Kultur, im klassischen Sinne, verstanden als Geist, Schöpfungs, Bildungs - und Werteprinzip, dient ihrem Denkansatz und ihrer Ausübung nach zu dem was menschliche Seinsverwirklichung und Entwicklung ausmacht. Ihrem Wesen nach ist Kultur im klassischen Sinne die komplexeste Form menschlicher Veredelung mit dem Ziel einer bewussten, kultivierten (gepflegten) menschlichen Lebensweise (im Sinne von: was der Mensch sein könnte in Denken und Handeln, individuell und kollektiv, d.h. im Umgang mit sich selbst und anderen.

Die Fülle der Subkulturen (aus der z.B. die Vereinigten Staaten geradezu bestehen, wo Fast Food, z.B. Hamburger zum „Kulturgut“, im Sinne von Esskultur, mutiert ist) führt nicht zu menschlicher „Veredelung“ – sie führt wie in diesem Beispiel zur Verfettung eines ganzen Volkes. Diese Art von Kultur wendet sich u.a. gegen das Prinzip mens sana in corpero sano (ein gesunder Geist in einem gesunden Körper).

Subkulturen, die heute allgemein als Kultur empfunden werden, haftet oft Ungesundes und Destruktives an. Wie am Beispiel Fast Food zu sehen ist. Ungesundes und Destruktives zeigt sich auch in TV- Formaten, in welchen freiwillige Protagonisten „vorgeführt“ und im schlimmsten Fall der Lächerlichkeit preisgegeben werden.

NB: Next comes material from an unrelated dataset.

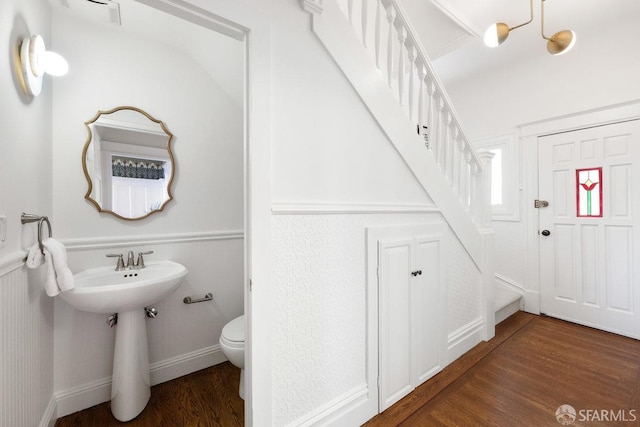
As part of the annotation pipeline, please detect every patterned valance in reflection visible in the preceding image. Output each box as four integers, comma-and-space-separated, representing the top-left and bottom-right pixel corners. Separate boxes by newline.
111, 156, 165, 179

Auf diese Weise werden sukzessiv menschliche, ethische und moralische Werte wie Respekt und Toleranz im Rahmen eines Medienspektakels zerstört und letztlich zerschlagen.

Interessant dabei, am Rande bemerkt, ist der Aspekte des Opfer- Täter -Themas, das sich hier relativiert und verkehrt. Mittels dieses Wahrnehmungsstimulus wird suggeriert: Wer freiwillig handelt ist kein Opfer. Der in der Tat „handelnde“ Protagonist wird aber vom Publikum dennoch als solches wahrgenommen, verachtet, bemitleidet oder verurteilt. Die „Täter“ (die Moderatoren) werden überwiegend bewundert. Wer ist hier Täter und wer ist Opfer, oder sind beide Beides und wer sind die wahren Täter?

Kausal sind diese Verhältnisse einer verdrehten Scheinwelt von jenen inszeniert, die derartige Sendungen kreieren. Nachdenkenswert ist die Frage: Aus welcher Motivation heraus und mit welcher Absicht werden solche Formate entwickelt und von den verantwortlichen Entscheidern abgesegnet?

Die degenerative Beeinflussung der Gedanken- und Gefühlswelt eines Volkes als kulturelles Massenprogramm? Ist das Kultur?

Die subkulturelle Macht der Medien wird unterschätzt: Aufgrund ihrer Verbreitung in Millionen Haushalte sind Fernsehen und Internet nahezu allmächtig und nur durch konsequentes Selektieren des Einzelnen (was will ich sehen, was nicht?) kontrollierbar. Aber, wie bewusst ist der Einzelne?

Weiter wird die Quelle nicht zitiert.